Understand user needs in hospitality by working on the front line

Understand user needs in hospitality by working on the front line

When we talk about squiggly careers in design it’s not just about deskbound jobs. I learned a lot working in pubs and clubs, face to face with ‘service users’.

What got me thinking about this was a recent performance review at SPARCK. My squad lead gave me some unexpected feedback: apparently, I had a “natural ability to lead”.

They then asked me a question:

“Where do you think this ability to lead has come from?”

I’ll be honest and say this stumped me, and forced me to reflect on where, and how, I might have developed this skill. So, I mentally scanned my career path.

I haven’t always been a product designer. I retrained during the pandemic, in 2020.

Before then I had work various internships within the fashion industry. None of those experiences included any lead responsibilities.

But then I started to think about the work I did on the side and connected the dots.

I hadn’t found my feet in the fashion industry. The tendency to offer unpaid internships meant I couldn’t dedicate myself to that industry.

To pay my way as I studied and interned, I had worked in hospitality from the moment I left school in 2012 right through to 2020.

Customer service equals customer experience

Before the pandemic hit, I was working 60 hours a week as the assistant manager of a busy pub and nightclub in East London. The sheer number of hours I worked meant I had a wealth of experience in hospitality.

Initially, I’d overlooked it, as it didn’t seem relevant to my new product design career.

This sparked a memory of a mentor telling me to add this experience to my LinkedIn, suggesting that it was incredibly valuable. So I put this small paragraph on my CV:

“Responsible for payroll, stock and finance management and the wellbeing of the staff. Quick problem-solving skills and able to work under pressure in a fast-paced environment. Learned valuable customer service and business skills. Management of 20+ bartenders and team leaders.”


And there it is – my very real leadership experience.

I suddenly understood how naive I had been to not consider the extent to which I’d grown as a person while working in hospitality.

A crash course in user needs

I had come to London as an anxious 19-year-old and ended up helping to run a busy nightclub in the heart of East London.

My years at The Three Crowns were fantastic and are a huge part of who I am today.

The team relied on me to look after them and give them guidance on how to survive and succeed in a tough environment.

I was their go-to person on shifts that ran until 6am and were non-stop.

During my time in hospitality, I learned a significant amount about people’s individual needs. I also observed how the space around them can influence their decision making and reactions to the services they’re using.

I solved customer problems in real time against the backdrop of a very loud, busy nightclub, long after midnight.

Now I work in a team of designers to meet tight deadlines against a differently loud backdrop of business needs and technical constraints.

As we know, designing a service is not only about the digital design. It’s about looking at the service as a whole. That includes the real-world impact of the products we design, and the experiences users have before they reach us.
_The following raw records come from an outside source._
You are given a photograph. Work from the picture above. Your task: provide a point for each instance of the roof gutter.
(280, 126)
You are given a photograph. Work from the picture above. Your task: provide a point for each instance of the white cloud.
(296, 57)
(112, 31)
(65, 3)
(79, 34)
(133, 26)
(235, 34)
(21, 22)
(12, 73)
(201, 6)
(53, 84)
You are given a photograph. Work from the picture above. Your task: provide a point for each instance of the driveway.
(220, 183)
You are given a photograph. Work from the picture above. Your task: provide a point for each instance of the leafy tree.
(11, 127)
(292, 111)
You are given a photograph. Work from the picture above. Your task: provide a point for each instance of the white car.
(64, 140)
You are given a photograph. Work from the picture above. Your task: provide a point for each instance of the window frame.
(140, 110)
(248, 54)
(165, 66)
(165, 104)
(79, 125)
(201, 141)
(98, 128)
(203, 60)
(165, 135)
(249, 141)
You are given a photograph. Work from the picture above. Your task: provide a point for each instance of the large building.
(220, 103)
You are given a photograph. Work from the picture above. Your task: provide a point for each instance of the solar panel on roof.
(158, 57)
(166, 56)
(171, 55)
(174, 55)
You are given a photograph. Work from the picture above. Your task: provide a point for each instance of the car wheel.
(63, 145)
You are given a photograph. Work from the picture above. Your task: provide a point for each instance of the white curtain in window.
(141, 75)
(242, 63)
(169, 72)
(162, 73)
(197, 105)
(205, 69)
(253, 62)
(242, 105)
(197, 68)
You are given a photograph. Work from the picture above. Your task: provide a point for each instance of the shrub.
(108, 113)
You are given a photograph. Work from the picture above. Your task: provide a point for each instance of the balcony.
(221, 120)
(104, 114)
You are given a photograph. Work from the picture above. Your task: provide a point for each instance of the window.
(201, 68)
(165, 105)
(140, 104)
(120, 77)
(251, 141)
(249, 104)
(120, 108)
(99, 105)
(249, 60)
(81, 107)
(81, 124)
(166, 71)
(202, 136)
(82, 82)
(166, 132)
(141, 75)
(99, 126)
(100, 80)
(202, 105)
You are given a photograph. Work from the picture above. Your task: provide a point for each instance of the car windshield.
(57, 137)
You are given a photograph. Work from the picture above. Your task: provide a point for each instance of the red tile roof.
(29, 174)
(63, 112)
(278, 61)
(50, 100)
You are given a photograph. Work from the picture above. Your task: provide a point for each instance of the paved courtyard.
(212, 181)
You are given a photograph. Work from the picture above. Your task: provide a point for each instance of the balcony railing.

Hospitality truly was about working under pressure while delivering for the customer.

For example, I learned to research user needs and iterate the product. After all, I always wanted the next shift to run smoother than the last.

I did that by watching customer interactions with staff, listening to feedback, and interpreting their needs.

I learned a valuable lesson: every customer is different, and only by empathising with them can we deliver the best experience possible.

Designing for hospitality

I hope at some point to get chance to apply my design skills in a hospitality context, such as catering or hotels.

I’d love to do what I used to do informally as a bar manager with the weight of a user research team behind me – observing users, talking to them, and listening.